De acordo com a Auditora-Fiscal do Trabalho Elaine Castilho, coordenadora do projeto da Construção Civil da Superintendência Regional do Trabalho e Emprego do Rio de Janeiro – SRTE/RJ, a construção da Arena de Tênis sofreu embargo total "por risco de queda de trabalhadores ou projeção de materiais, além de vãos de caixas de elevador sem proteção; escadas e rampas sem corrimões e rodapés; guarda-corpo de proteção de periferia sem tela para preenchimento dos vãos entre travessas”.
A construção da Arena de Tênis é um complexo que conta com um total de 16 quadras e está sendo realizado pelo Consórcio Ibeg, Tangran e Damiani.
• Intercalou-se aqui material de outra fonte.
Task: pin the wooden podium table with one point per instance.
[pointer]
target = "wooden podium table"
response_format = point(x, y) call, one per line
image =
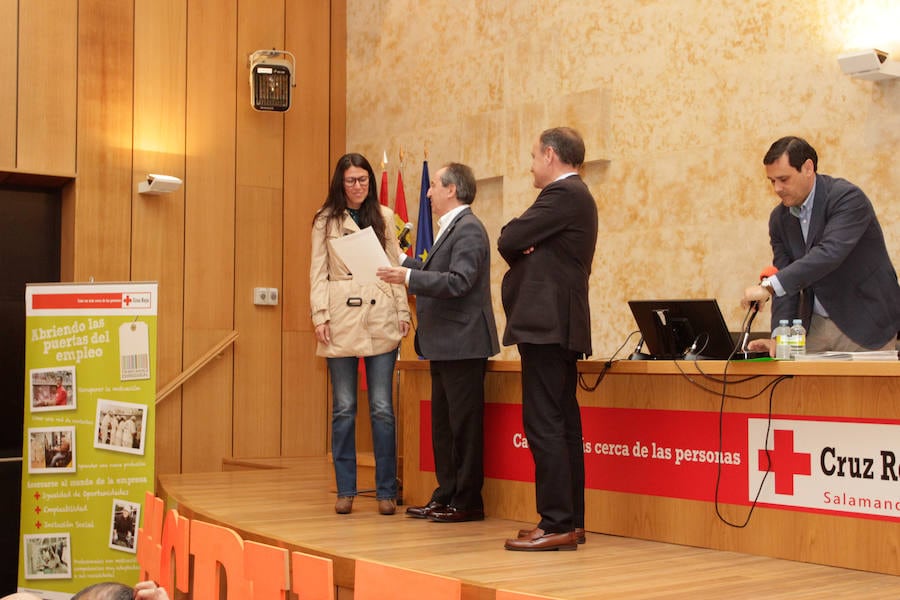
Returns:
point(833, 393)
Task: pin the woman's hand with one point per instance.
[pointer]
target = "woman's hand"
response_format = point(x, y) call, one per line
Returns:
point(148, 590)
point(323, 333)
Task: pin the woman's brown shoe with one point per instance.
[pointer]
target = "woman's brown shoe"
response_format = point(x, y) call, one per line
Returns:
point(387, 507)
point(344, 505)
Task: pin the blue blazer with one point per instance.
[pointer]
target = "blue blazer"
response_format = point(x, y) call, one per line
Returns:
point(844, 263)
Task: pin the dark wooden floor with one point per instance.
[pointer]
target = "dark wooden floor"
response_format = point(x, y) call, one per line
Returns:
point(294, 506)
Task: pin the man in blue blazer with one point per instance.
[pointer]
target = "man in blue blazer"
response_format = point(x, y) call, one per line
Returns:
point(834, 271)
point(457, 333)
point(549, 249)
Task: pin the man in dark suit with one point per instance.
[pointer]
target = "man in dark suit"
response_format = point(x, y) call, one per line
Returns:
point(834, 271)
point(549, 250)
point(457, 333)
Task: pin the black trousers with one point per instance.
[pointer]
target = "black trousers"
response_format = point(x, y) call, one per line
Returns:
point(457, 431)
point(552, 422)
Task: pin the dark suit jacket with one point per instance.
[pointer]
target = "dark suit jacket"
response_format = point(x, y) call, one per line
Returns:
point(453, 294)
point(545, 293)
point(844, 263)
Já na área de construção do Velódromo, de responsabilidade da Tecnosolo Serviço de Engenharia, foi verificado problema de segurança no serviço de escavação. Foram interditadas as betoneiras e serras circulares por falta de proteção das partes móveis dos motores, transmissões e outras partes perigosas das máquinas. Outro problema encontrado foi o de oferecer risco de ruptura de suas partes móveis. “Os trabalhos só podem recomeçar quando todas as providências forem tomadas. Os empregados devem receber pelos dias que vão ficar sem trabalhar”, explica Castilho.
Os Auditores-Fiscais pediram ainda melhorias na inclinação da rampa de fuga utilizada pelos operários na escavação do subsolo do Velódromo. Para cumprir o pedido, as atividades, nesse ponto específico, precisaram ser interrompidas. Nas outras áreas o trabalho prosseguiu normalmente.
Há pouco mais de um mês o Velódromo apresentava cerca de 30% de conclusão. Nas últimas semanas a obra acelerou, mas continua aquém do resto do Parque Olímpico. A obra está inicialmente orçada em R$ 118 milhões.
Segundo Elaine Castilho, os Auditores-Fiscais do Trabalho da Segur/SRTE/RJ realizam sistematicamente auditorias nos canteiros de obras espalhados pela cidade do Rio de Janeiro. “As ações fiscais são para proteger os operários que laboram no grande volume de construções para as Olimpíadas 2016”.